There’s evidence to support that statement. STR examined hotel occupancies in Austin, Texas, during the South by Southwest festival, in Louisville during the Kentucky Derby, and in Omaha, Nebraska, during the Berkshire Hathaway’s 2015 meeting. And as far as it could tell, people were still staying in hotels as much as ever, “despite the fact that the organizers of those events were actively promoting Airbnb,” Freitag says. On top of that, consider that San Francisco, the city where Airbnb was founded and remains headquartered, was one of the top-five-performing markets for hotels in 2014, with 84.1 percent occupancy and room rates that increased 10.9 percent. “Is there Airbnb activity in San Francisco? Yes,” Freitag says. “Does it have an impact? Maybe, but it’s really hard to tell.”

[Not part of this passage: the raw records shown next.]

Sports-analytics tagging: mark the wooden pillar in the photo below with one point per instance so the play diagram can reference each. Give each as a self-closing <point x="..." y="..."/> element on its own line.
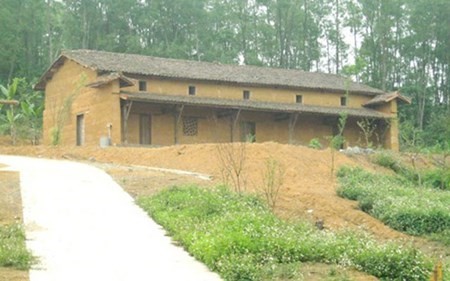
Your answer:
<point x="177" y="118"/>
<point x="391" y="141"/>
<point x="233" y="123"/>
<point x="292" y="121"/>
<point x="126" y="109"/>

Airbnb, which did not respond to multiple requests for comment over several weeks, has done its best to propagate the idea that it doesn’t really compete with, but rather complements, the stalwarts of the hospitality industry. The company, in various economic studies, has found that roughly 70 percent to 80 percent of its listings are located outside a city’s central hotel and tourist district. Presumably it’s in Airbnb’s interest to keep up that impression as long as possible—the less hotels see it as threatening, the less opposition and regulatory scrutiny it’s likely to encounter.

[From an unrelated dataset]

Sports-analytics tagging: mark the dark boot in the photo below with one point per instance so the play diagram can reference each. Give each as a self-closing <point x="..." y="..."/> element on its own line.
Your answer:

That said, $25.5 billion ambitions aren’t so easily cloaked, nor does all the data support Airbnb having a negligible effect on hotels. A paper from researchers at Boston University found a “statistically significant decrease in occupancy rate and an even bigger decrease in hotel room prices” from Airbnb in Texas. In a sign that hotels don’t plan to be complacent, the Financial Times reported late last month that Hyatt had taken a stake in Onefinestay, a British company and upscale Airbnb competitor, and Wyndham had invested in subscription home-swapping site Love Home Swap. On the opposite side of that, Airbnb last year partnered with Concur, an expense management company, and has been working to improve its business travel program.

So maybe hotels are slowly trying to integrate more Airbnb-like services into their holdings, and Airbnb is steadily trying to become slightly more hotel-like in its offerings. “They’re bound to get more similar over time from both sides,” says Arun Sundararajan, professor at New York University’s Stern School of Business. Right now, though, Airbnb and traditional hotels are still far enough apart that not only have they avoided a collision, they’re both managing to thrive. In fact, it’s even possible that the popularity and hype around Airbnb have helped hotels a bit, simply by driving new interest to the market for short-term accommodations. Midway through 2015, the hospitality pie is growing for everyone. But for hoteliers, there’s also a looming, not-so-distant future in which $10 billion of that pie belongs to Airbnb—and that’s bound to look pretty scary.